Até à semana passada, as ameaças da China, apesar de constantemente agitadas, pareciam abstratas. Era o risco de escalada em Taiwan e a dependência que toda a economia tem dos semicondutores que têm origem quase em monopólio na região.
O aparecimento deste balão chinês nos céus da América veio expor a desconfiança sobre a China, transversal a todas as tendências da classe política nos altos níveis de poder nos EUA.
A China, de imediato (embora só depois de detetado pelos EUA), assumiu estar na origem do balão. Declarou ser um balão de pesquisa meteorológica que tinha entrado em rota descontrolada. Ninguém nos Estados Unidos deu crédito à explicação chinesa.
Apesar de na era de múltiplos sofisticadíssimos satélites, todos viram o balão como olhos e ouvidos da espionagem chinesa.
Há um argumentário que ampara as desconfianças americanas: o comando operacional do arsenal nuclear dos Estados Unidos mudou recentemente a rede secreta de ligação e comunicações entre os diferentes sítios nucleares nos EUA. Os peritos americanos em análise de dados estratégicos sustentam que o balão, equipado com sensores de alta-tecnologia, pode detetar o sinal de comunicações que não estão ao alcance dos recursos dos satélites a muito maior altitude.
A espionagem é uma competição entre partes rivais. As agências americanas sabem como se movem em operações de espionagem sobre a China. A fúria oficial nos EUA contra Edward Snowden, declarado traidor por ter denunciado métodos obscenos de agências americanas, decorre de ele, há já dez anos, ter revelado como estas entraram nas profundezas secretas da rede chinesa Huawei e assim ficaram com acesso a informação sobre quem controla o sistema nuclear chinês.
Neste momento ainda não há certezas sobre se o balão tinha missão de pesquisa meteorológica ou de espionagem.
O caso deste balão até parece uma história de fantasia de principiantes, tão rudimentar na aparência. Mas deixa um cúmulo de consequências. Sobretudo, levou à suspensão da muito esperada visita do chefe da diplomacia dos EUA a Pequim.
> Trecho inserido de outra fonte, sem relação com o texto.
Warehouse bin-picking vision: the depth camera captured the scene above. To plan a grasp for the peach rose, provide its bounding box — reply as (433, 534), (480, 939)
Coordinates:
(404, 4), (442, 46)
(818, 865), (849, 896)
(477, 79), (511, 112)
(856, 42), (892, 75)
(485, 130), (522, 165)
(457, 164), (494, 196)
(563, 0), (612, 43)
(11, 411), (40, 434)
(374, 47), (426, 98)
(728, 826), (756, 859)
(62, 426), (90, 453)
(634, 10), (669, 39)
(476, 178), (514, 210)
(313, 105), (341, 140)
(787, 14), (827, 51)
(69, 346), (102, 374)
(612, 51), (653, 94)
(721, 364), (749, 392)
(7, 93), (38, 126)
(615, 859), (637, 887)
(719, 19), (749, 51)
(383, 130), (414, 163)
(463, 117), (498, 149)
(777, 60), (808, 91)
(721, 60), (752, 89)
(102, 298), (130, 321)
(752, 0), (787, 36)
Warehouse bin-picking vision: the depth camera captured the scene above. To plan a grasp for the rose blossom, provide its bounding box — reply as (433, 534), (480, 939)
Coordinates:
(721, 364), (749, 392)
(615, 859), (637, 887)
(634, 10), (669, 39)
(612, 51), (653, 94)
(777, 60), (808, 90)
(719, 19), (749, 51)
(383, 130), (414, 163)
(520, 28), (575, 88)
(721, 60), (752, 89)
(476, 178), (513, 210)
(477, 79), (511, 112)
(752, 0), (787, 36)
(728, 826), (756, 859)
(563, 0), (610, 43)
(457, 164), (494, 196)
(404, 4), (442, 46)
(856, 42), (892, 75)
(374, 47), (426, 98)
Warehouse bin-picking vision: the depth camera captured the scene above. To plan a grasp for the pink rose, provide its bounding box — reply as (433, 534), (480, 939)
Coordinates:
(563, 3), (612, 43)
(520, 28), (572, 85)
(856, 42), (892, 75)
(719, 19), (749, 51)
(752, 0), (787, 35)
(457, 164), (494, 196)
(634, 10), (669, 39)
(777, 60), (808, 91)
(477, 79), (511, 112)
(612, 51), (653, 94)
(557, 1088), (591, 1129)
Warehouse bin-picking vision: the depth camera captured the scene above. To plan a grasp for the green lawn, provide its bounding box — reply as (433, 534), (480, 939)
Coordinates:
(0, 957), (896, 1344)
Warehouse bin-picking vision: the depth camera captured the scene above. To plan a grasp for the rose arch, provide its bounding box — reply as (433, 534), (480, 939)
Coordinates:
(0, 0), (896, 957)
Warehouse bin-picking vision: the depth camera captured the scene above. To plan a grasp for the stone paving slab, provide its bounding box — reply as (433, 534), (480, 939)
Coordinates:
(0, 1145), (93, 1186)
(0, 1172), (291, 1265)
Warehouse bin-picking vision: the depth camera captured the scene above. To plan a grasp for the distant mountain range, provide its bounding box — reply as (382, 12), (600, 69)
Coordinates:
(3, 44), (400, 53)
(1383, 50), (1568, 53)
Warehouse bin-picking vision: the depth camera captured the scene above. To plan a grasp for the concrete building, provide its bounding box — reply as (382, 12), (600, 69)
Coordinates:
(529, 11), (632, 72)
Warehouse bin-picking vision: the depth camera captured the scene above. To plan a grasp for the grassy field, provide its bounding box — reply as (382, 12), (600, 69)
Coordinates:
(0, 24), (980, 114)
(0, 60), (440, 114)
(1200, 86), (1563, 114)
E voltou a abrir uma brecha no relacionamento entre as duas superpotências.
As relações entre Washington e Pequim tiveram momento crítico em agosto passado, com a visita da então presidente da Câmara dos Representantes dos EUA, a democrata Nancy Pelosi, a Taiwan. Foram menos de 24 horas na ilha que tem governo próprio mas que Pequim considera parte inalienável do território da República Popular da China. O poder chinês reagiu com fúria, cortou imediatamente a cooperação que estava a avançar com os EUA sobre Clima, Biodiversidade e Defesa. Também desencadeou manobras militares aeronavais sem precedentes nos mares em volta de Taiwan.
A tensão foi aliviada, três meses depois, com o primeiro encontro residencial cara a cara entre Joe Biden e Xi Jinping no decurso da cimeira G20 em Bali, na Indonésia.
Agora, o balão chinês que durante cinco dias atravessou o território dos EUA – foi abatido no sábado por um avião militar americano quando já estava sobre as águas do Atlântico – introduz novo conflito, quando se esperava que a visita de Blinken nesta semana a Pequim marcasse o progresso de essencial boa cooperação.
É de esperar que o interesse comum e o pragmatismo das duas partes leve à retoma do diálogo e à busca de compromissos.
Mas o episódio do balão chinês mostra os riscos do atual clima de desconfianças capazes de ativarem engrenagens difíceis de controlar.
Estão em curso desenvolvimentos a ter em conta. Em paralelo, países como o Japão e a Coreia do Sul vão participar na cimeira da NATO no próximo verão em Vilnius. É a NATO a alargar-se ao Extremo Oriente. Parece óbvio que o objetivo é o de contenção da China. Resta saber como Pequim vai reagir. Tudo isto quando a guerra na Ucrânia está a entrar em fase muito delicada.